The Best (and Worst) Lame & Dodgy Dad Jokes 👋

Prepare for some lame & dodgy dad jokes that are so cringey, they’re actually hilarious! These jokes feature the cheesiest puns, awkward punchlines, and the kind of dad humor that makes you laugh despite yourself. Whether you love groaning or just enjoy a good eye-roll, our lame & dodgy dad jokes will deliver the perfect blend of silliness and charm. Explore the most delightfully awkward dad jokes that are sure to entertain!
Did you get your haircut?' No, I got them all cut.
How many clickbait articles does it take to change a lightbulb? The answer will shock you!
Just say NO to drugs!' Well, if I’m talking to drugs, I probably already said yes.
I tried to explain to my 4-year-old son that it’s perfectly normal to accidentally poop your pants. But he’s still making fun of me.
Why do astronauts use linux? because you can’t open windows in space.
I was addicted to hokey pokey…but I turned myself around.

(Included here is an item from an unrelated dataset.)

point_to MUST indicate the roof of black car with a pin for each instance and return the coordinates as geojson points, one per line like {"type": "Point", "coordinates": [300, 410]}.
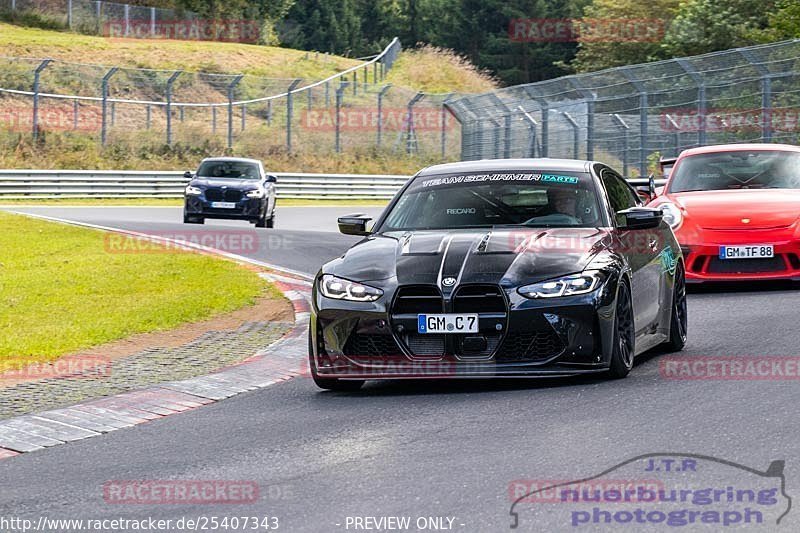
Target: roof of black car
{"type": "Point", "coordinates": [499, 165]}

They say that breakfast is the most important meal of the day. Well, not if it’s poisoned. Then the antidote becomes the most important.
Today I’m attaching a light to the ceiling, but I’m afraid I’ll probably screw it up.
30 percent of pet owners let their pets sleep in their bed. I tried it and my goldfish died.
Do you know the last thing my grandfather said to me before he kicked the bucket? “Grandson, watch how far I can kick this bucket.”
As I handed my Dad his 50th birthday card, he looked at me with tears in his eyes and said, “You know one would have been enough.”
Why was the stadium so hot after the game? Because all the fans left.
I found a wooden shoe in my toilet today. It was clogged.
I love dad jokes, but I don't have kids, which makes me a Faux Pa.
Justice is a dish best served cold. If it were served warm, it would be just-water.